As one of the participating countries in ITER, China has shown great interest in the field of Plasma Physics. And in the last two years, over ten laboratory groups and education institutes have setup research activities and lecture courses across China just on the topic of complex plasma alone. There are three major centers of complex plasma research in China:
Loosely speaking, Beijing can be considered as the experimental leader, Dalian as the simulation leader, and Hefei as the theoretical leader of complex plasma research in China. CPL was invited to give talks in Beijing, Dalian, and Hefei in July last year. We will give a brief introduction on the research status of complex plasma in these three Chinese cities here.
The Chinese Academy of Sciences (Chinese: 中国科学院; pinyin: Zhōngguó Kēxuéyuàn), or CAS, is the national academy for the natural sciences of the People's Republic of China. It is an institution of the State Council of China and is the highest science research organization in China. The government gives the money directly to the academy. It is headquartered in Beijing, with institutes all over China. CAS has branch across cities including Shenyang, Changchun, Shanghai, Nanjing, Wuhan, Guangzhou, Chengdu, Kunming, Xi’an, Lanzhou and Xinjiang, etc. CAS has 84 institutes, one university (the University of Science and Technology of China at Hefei), two colleges, four documentation and information centers, three technology support centers and two news and publishing units.
Within CAS, there are two institutes which are currently conducting researchs in complex plasma. In particular, Dr. Fang Li has been one of the pioneers in the research of complex plasmas, and has participated in the first three International Conference on the Physics of Dusty Plasma. In addition, they have close contacts with Beijing Normal University in simulation work.
- Institute of Electronics
Dr. Fang Li
Attended ICPDP1 (Goa, India), 2 (Hakone, Japan) & 3 (Durban, South Africa)
Research interest includes: space plasma,
dusty plasma (theory [began in 1994]),
radio wave propagation
Research interest includes: dusty plasma (simulation),
polar mesosphere summer echoes (PMSE)
- Institute of Physics
Prof. Long Wang
Research interest includes: sonoluminescence,
dusty plasma (experiment & simulation),
molecular dynamics simulation
Prof. Mao-Fu Ye
Dr. Feng Huang
PhD Student (just completed)
Research interest includes: dusty plasma (experiment) - dust rotation, dust clusters, waves, voids, vortices,
thin film with low dielectric constant
- Beijing Normal University
Dr. Bai Song Xie
Currently funded by NFSC
Research interest includes: dusty plasma (theory & simulation), dust acoustic waves (DAW) in strongly coupled dissipative system,
instabilities, molecular dynamics simulation
This is the experimental setup at the Institute of Physics built by Dr. Feng Huang:
Capacitively coupled rf discharge,
Chamber = D 22cm × H 7cm,
Inner electrode = D 7m × H 1.6cm,
Outer electrode = D 10cm x H 1.8cm, SiH4/Ar (ratio 1:19) + C2H4,
Particle size = 10 to 100nm,
Pressure = 750mTorr,
Power RF p-p = 300W@13.56MHz
The particles are introduced into the system via reactive gas mixtures. By mixing silane and ethylene gases at different proportions, we can get particles of various size distribution.

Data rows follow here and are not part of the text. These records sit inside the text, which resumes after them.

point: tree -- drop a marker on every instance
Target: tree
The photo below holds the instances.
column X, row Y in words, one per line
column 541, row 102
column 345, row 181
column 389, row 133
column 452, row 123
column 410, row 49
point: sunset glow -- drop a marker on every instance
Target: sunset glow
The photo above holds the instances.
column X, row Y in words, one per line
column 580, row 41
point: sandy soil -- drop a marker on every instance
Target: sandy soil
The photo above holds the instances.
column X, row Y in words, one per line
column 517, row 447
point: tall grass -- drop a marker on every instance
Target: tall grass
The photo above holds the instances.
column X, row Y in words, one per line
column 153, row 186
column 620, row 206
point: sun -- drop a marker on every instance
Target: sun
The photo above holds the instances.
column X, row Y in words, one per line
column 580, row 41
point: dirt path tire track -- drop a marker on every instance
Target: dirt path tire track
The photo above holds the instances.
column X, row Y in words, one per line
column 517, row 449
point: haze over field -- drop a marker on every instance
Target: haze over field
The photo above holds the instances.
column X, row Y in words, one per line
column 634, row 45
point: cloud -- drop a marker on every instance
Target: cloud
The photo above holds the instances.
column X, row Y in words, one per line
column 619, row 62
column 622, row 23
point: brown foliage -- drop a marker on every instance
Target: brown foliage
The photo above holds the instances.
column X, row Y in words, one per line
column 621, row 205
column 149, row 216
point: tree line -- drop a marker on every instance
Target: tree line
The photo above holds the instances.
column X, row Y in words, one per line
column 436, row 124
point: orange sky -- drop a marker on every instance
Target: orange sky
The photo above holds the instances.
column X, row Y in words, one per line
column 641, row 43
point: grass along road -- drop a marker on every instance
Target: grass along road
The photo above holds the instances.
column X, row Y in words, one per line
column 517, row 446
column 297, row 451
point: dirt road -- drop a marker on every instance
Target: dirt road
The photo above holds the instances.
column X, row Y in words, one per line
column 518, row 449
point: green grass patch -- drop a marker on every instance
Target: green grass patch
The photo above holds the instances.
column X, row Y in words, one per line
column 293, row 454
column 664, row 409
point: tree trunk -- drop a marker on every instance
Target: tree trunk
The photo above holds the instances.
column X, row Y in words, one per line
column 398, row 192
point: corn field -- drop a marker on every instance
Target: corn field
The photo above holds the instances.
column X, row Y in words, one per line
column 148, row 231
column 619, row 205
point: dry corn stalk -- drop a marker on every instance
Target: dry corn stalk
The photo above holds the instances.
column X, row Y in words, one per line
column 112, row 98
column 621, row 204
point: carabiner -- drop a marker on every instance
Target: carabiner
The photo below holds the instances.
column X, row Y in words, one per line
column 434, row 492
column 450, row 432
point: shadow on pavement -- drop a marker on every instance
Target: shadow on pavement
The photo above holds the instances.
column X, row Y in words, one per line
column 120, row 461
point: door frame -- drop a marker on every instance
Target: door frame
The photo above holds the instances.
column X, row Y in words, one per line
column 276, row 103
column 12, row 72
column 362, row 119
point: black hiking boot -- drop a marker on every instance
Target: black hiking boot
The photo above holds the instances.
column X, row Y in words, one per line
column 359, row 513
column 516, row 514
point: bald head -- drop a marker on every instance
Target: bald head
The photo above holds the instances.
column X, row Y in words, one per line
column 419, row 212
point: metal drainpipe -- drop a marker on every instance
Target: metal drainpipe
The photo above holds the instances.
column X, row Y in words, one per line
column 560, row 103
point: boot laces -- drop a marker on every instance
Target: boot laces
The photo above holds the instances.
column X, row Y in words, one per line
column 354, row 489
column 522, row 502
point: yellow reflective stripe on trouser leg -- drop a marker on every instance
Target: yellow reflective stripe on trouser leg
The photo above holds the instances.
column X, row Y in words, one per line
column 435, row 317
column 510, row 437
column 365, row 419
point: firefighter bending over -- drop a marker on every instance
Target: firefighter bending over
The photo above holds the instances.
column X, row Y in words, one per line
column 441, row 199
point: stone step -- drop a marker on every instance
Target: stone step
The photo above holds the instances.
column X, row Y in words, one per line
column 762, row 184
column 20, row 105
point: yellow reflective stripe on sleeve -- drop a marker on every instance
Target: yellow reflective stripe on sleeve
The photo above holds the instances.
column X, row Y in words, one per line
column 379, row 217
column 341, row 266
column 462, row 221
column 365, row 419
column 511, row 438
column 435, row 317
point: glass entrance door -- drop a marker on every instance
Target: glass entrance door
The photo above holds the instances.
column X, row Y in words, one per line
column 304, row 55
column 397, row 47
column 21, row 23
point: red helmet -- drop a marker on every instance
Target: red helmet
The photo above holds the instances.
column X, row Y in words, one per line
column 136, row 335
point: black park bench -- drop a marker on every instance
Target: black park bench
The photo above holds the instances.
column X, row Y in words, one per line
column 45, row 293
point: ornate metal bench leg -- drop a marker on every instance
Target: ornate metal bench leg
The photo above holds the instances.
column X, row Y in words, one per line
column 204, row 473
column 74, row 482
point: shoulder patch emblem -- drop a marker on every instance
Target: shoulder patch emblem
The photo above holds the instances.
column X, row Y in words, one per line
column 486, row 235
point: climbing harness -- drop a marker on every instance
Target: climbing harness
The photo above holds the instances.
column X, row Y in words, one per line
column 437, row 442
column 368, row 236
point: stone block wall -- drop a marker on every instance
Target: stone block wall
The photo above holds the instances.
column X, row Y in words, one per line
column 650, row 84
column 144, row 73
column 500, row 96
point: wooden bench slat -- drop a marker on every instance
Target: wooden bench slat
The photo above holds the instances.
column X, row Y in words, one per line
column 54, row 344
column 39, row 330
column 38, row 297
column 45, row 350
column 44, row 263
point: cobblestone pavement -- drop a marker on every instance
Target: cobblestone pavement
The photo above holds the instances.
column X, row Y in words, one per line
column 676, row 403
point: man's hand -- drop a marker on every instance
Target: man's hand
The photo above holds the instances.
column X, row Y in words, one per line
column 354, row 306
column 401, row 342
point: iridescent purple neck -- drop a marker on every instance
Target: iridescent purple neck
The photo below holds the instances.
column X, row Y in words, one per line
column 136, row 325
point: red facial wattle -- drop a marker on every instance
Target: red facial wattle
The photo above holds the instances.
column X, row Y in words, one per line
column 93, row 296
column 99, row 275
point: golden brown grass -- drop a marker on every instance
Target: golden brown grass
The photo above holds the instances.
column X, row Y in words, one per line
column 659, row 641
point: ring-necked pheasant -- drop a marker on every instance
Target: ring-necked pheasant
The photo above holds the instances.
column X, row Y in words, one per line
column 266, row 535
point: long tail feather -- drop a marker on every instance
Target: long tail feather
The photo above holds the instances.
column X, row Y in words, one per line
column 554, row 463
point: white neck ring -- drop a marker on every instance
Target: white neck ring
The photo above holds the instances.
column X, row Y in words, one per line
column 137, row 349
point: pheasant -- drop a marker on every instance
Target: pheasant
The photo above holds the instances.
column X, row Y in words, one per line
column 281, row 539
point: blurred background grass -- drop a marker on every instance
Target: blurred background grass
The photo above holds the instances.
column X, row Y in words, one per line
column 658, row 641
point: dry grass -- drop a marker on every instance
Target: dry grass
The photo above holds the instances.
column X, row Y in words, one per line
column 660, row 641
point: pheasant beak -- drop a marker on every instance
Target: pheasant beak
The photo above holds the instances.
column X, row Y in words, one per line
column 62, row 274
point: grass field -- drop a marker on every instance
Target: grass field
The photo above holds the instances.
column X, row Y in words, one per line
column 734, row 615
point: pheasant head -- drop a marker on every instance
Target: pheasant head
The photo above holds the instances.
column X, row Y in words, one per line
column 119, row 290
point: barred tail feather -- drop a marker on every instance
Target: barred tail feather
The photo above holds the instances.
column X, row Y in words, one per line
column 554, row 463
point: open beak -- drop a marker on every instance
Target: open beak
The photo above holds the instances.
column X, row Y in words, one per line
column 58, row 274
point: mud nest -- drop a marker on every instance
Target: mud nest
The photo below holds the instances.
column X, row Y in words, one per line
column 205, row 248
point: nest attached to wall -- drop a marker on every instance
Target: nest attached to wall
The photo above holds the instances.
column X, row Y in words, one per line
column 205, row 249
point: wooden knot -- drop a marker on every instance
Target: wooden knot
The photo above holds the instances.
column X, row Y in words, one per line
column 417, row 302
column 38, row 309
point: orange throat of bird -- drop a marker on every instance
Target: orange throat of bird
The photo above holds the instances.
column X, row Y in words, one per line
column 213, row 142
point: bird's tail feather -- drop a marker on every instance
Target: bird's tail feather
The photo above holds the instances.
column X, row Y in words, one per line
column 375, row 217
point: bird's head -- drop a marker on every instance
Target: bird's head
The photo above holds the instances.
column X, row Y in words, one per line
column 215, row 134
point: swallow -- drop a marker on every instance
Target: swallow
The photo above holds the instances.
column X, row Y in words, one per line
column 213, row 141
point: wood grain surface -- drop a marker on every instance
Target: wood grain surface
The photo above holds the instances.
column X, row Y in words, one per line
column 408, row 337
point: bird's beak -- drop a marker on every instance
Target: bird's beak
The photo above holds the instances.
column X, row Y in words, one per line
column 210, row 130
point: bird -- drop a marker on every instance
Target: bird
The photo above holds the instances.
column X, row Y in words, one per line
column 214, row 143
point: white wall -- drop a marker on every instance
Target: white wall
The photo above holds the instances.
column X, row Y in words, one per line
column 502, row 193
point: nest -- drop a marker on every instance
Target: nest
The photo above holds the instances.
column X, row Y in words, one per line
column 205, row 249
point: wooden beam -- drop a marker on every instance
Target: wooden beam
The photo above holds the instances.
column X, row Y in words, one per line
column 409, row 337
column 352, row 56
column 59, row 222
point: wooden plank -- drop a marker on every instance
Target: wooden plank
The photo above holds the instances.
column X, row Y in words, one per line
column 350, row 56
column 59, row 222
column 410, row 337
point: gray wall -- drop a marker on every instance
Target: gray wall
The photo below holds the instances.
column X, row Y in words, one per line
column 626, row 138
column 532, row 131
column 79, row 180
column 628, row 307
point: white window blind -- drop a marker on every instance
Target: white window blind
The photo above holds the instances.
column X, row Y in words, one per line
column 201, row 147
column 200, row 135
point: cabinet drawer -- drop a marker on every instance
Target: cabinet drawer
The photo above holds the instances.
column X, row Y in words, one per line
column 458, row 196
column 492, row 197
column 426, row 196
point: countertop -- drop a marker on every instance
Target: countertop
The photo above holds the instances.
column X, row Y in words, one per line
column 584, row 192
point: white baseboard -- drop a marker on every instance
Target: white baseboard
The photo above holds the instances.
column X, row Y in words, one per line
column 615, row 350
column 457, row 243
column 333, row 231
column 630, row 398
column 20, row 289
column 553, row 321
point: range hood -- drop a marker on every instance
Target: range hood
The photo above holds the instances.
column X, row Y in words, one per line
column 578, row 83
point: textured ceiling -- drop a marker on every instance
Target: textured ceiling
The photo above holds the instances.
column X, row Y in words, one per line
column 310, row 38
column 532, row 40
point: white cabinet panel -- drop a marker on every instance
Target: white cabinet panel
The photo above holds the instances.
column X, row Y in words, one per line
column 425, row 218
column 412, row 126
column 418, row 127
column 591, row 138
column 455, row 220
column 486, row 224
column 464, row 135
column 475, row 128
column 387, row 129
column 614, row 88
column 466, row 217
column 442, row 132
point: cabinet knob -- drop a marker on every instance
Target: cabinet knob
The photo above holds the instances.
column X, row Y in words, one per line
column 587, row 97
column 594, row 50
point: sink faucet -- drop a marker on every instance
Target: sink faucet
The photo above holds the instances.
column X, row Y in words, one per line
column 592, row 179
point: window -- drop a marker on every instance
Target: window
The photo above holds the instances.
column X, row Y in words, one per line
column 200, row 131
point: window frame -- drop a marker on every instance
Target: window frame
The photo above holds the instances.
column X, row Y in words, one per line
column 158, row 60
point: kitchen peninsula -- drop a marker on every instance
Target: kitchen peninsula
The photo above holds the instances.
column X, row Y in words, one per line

Using the apparatus, various dust structures (clouds, crystals, clusters, fractals) and dust dynamics (melting, waves, rotation, vortex) have been observed.
Here is a vertical profile of a dome-shaped void observed in experiment.
Void diameter versus rf power and pressure.
Here is a vertical profile of a shell-shaped void observed in experiment.
Clusters of one up to few tens of particles have been observed.